105.
Assise au fond de la salle, Norma Breen écoutait les conclusions de la défense en mâchonnant un Rolaid à l’orange. Elle détenait un secret, une vraie bombe, et se mordait la langue pour ne pas le dévoiler.
« De quoi faire annuler le procès. À moins qu’en dépit de tous les éléments à charge Maggie ne soit acquittée. Les jurés comprendront peut-être qu’elle a tué parce qu’elle n’avait pas le choix et profiteront d’un détail de procédure pour lui rendre la liberté. Ou alors, ils la condamneront à la plus légère des peines prévues par la loi. Et, pendant que j’y suis, Mel Gibson va peut-être me demander de sortir avec lui parce que mon gros cul l’excite. On peut toujours rêver, non ? »
Norma avait décidé qu’il valait mieux attendre le verdict.
Et tandis que Nathan Bailford réfutait les thèses de l’accusation, une étincelle d’espoir jaillit dans son cœur. « Cette femme est une femme bien, se dit-elle, et elle mérite qu’on la ménage.
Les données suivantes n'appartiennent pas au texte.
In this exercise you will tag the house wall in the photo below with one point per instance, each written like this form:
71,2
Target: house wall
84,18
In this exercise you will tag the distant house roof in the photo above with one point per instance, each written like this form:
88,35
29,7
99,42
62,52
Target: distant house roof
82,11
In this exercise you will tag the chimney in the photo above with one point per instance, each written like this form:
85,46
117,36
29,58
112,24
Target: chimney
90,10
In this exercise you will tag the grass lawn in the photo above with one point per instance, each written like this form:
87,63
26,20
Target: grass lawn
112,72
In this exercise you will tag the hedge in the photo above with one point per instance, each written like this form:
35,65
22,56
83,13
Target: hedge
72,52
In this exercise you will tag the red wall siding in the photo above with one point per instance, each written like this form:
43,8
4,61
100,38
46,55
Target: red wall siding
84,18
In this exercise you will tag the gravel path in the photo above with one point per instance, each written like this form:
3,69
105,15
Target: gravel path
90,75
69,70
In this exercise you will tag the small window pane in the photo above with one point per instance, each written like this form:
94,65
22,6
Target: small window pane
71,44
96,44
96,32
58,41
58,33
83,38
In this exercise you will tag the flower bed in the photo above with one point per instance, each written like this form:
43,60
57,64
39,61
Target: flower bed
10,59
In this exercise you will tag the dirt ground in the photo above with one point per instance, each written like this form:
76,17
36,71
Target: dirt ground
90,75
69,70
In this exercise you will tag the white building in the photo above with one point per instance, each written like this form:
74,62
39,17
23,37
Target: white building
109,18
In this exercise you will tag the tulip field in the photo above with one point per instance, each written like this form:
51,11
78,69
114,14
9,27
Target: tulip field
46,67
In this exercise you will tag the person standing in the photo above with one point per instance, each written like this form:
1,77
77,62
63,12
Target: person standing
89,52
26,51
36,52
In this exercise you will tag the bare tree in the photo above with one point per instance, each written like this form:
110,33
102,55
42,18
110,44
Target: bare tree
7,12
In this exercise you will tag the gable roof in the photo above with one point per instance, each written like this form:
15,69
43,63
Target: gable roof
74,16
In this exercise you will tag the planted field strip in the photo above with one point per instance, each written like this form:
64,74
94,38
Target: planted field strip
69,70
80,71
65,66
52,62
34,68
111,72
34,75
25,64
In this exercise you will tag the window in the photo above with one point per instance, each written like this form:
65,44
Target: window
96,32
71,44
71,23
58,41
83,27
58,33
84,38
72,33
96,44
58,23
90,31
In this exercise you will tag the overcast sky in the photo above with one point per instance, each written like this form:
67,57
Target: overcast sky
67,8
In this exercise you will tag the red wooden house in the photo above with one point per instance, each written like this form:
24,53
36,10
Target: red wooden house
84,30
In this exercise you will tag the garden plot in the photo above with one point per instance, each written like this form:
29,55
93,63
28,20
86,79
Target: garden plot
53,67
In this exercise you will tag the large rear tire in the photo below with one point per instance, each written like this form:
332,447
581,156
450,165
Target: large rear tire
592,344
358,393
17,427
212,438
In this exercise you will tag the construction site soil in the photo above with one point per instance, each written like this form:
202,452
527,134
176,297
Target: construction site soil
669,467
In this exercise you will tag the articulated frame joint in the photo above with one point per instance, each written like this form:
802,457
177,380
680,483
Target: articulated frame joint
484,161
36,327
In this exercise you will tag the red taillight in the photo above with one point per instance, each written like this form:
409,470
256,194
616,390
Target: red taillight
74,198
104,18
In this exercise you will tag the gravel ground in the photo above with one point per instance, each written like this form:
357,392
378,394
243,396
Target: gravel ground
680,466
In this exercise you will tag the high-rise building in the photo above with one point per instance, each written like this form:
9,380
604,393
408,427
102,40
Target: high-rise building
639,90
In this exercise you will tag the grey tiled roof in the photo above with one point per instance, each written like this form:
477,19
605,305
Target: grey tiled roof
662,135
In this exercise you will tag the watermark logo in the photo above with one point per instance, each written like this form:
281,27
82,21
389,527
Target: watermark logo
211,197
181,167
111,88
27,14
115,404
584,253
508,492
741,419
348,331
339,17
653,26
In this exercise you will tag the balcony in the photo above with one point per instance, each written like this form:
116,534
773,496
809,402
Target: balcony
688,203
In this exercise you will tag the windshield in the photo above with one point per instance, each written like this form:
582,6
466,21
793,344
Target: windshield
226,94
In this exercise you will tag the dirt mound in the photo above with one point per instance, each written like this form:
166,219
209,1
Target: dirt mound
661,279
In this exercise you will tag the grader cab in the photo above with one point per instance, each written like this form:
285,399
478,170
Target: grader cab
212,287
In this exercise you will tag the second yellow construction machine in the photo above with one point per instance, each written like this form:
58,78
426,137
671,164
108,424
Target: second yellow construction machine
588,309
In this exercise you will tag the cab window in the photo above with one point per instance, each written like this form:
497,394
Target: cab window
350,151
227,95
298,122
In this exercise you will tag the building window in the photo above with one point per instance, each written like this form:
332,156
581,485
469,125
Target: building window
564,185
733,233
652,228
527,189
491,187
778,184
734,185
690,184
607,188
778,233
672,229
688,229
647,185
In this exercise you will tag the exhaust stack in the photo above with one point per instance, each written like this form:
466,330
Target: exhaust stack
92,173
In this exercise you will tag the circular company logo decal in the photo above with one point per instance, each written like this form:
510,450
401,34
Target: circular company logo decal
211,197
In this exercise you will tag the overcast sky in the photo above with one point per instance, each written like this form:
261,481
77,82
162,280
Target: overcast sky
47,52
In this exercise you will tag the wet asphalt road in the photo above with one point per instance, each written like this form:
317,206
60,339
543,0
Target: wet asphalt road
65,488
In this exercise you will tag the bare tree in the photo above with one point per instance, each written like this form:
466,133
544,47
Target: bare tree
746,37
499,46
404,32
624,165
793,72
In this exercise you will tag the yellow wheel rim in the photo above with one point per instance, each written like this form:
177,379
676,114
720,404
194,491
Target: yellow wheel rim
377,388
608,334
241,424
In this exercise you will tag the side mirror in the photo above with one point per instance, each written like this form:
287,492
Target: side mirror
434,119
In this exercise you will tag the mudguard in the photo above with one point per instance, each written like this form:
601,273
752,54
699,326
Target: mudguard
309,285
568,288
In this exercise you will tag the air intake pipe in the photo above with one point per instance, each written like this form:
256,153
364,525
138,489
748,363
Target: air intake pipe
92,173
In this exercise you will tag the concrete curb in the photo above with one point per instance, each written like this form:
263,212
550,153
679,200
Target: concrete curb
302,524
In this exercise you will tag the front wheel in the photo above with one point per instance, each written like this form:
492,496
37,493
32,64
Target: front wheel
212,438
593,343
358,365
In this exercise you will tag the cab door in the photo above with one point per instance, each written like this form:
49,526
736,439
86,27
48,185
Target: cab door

Agis en fonction de ta conscience. »
Au début de sa dernière intervention, Nathan s’était attaché à réorienter le procès en interprétant les faits de manière succincte, laissant à Norma l’impression que Maggie était la victime et Will le meurtrier.
Mais l’avocat de la défense ne pouvait changer la réalité :
Will était mort et Maggie vivante. Pas plus qu’il ne pouvait répondre à une autre question d’importance : qui avait tué Will, si ce n’était pas Maggie ?
Le substitut se leva et balaya immédiatement les arguments de Nathan, qu’il assimilait à un écran de fumée. Un meurtre restait un meurtre, et jouer sur les mots ne servirait à rien. Un meurtre avait été commis, avec la vengeance pour mobile. Et puisque Maggie avait pris l’arme et l’avait emportée en toute connaissance de cause dans la chambre de Jennie, il s’agissait d’un meurtre avec préméditation qu’il fallait sanctionner en condamnant l’inculpée à la peine maximale prévue par la loi : la réclusion criminelle à perpétuité.
« Et pourtant, songea Norma, malgré les apparences, nous n’avons cessé de faire fausse route. »
Elle ne parvenait pas à échapper au sentiment de malaise qui la rongeait depuis le début. Maggie n’avait pas tué Will Shepherd, elle en était convaincue. Will s’était vraisemblablement suicidé. Selon Maggie, et même Palmer, il avait plusieurs fois menacé de mettre fin à ses jours au cours des dernières années. Et Maggie était la victime de son ultime et terrible vengeance.
Si Maggie avait accepté de témoigner, peut-être un mobile aurait-il été mis au jour, mais Norma avait dû se ranger à l’avis de Nathan et de Barry, qui tous deux estimaient ce système de défense dangereux. Maggie n’aurait pu, en effet, que confirmer les déclarations qu’elle avait faites à la police, à savoir qu’elle ne savait pas vraiment ce qui s’était passé et qu’elle avait peut-être tué Will. Il ne s’en était cependant pas fallu de beaucoup et Norma reconsidérait à présent tous les arguments présentés par la défense. Tous, sans exception.
Louable intention, mais un peu tardive. Nathan Bailford acheva son intervention et retourna s’asseoir, le geste lourd de lassitude.
Au bout de quarante-six jours, le rideau tombait enfin.
Il était quasiment impossible de déchiffrer le regard des jurés, mais Norma devina qu’ils allaient déclarer Maggie Bradford coupable de meurtre.
« Le feu d’artifice va pouvoir commencer », se dit-elle.